I find it useful to think about the Hawkins family alongside the similar family in the sitcom Outnumbered (UK 2007-14). The age differences of the children are similar and provide the possibilities for different kinds of mini-narratives. I remember an episode in that sitcom when a young Australian woman came to stay and wrought havoc by her interactions with the children. It feels as if the scriptwriters of Humans are drawing on the same type of family model – i.e. the family is almost ‘ideal’ and care is taken with gender roles so that the father is not a dominant figure (Joe’s weakness may be a weakness in the script) and the children are intelligent, sensitive and talented even when they are ‘misbehaving’. (The typical family in the Northern-set primetime drama is more likely to be working-class or lower middle-class with more internal conflicts and possibly a less conventional family structure.) The synths too seem idealised as a group – three women, three men, an Asian woman (surprisingly East Asian rather than South Asian) and two African-Caribbean men.
The last two episodes are less about the ‘chase’ and more about this questioning of family relationships.
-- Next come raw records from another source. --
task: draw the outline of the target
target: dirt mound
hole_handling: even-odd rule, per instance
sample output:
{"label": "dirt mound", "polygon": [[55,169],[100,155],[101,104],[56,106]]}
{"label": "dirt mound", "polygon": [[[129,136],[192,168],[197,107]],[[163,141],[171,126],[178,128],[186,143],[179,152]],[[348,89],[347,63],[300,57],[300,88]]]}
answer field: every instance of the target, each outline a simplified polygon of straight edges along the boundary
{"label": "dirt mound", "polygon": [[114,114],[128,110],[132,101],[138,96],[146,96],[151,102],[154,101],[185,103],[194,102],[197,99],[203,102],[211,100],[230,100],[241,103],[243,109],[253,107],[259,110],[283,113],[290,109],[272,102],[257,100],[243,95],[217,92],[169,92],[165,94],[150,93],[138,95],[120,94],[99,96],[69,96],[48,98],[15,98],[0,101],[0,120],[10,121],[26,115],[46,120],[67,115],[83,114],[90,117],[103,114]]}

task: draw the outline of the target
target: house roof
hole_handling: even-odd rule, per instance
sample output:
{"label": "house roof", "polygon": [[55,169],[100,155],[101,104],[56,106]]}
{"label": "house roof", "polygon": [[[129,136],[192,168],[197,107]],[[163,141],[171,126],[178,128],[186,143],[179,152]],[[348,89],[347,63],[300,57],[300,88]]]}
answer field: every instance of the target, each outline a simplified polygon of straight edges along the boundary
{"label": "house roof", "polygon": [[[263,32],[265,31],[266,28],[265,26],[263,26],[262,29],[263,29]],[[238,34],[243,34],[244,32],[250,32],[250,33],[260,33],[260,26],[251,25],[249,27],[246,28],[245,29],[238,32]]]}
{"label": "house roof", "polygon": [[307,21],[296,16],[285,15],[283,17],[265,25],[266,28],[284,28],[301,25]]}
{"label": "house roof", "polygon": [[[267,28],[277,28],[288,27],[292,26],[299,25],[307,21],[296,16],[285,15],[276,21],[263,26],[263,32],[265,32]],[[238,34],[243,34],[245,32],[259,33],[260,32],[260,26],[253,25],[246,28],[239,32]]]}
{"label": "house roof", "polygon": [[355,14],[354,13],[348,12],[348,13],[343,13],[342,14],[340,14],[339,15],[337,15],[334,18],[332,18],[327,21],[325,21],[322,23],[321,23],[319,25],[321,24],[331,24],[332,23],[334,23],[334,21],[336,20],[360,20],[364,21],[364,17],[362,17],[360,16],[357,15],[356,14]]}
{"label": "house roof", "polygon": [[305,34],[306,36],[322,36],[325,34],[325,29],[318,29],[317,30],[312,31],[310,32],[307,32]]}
I won’t spoil the narrative but I found that as all the characters came together there were almost comical scenes where they stood about like characters at the end of an Agatha Christie detective fiction when the ‘whodunnit’ is about to be explained. Yet in the next moment there might be a highly emotional exchange between two characters that could potentially be very moving. On reflection, there are several well-known scenes at the end of Blade Runner in which similar exchanges take place. Humans has an ‘open’ ending so that expectations for the second serial will no doubt already be growing in its fanbase. I will certainly try to follow what happens next year and if a subtitled UK Region 2 DVD of the Swedish serial becomes available I will look out for that also. The one obvious strand that is underplayed in the UK/US serial is the discourse about the social impact of synth workers in society as a whole. It is there but not developed as much as might be expected because of the attention on personal relationships. Perhaps it figures more prominently in the Swedish original?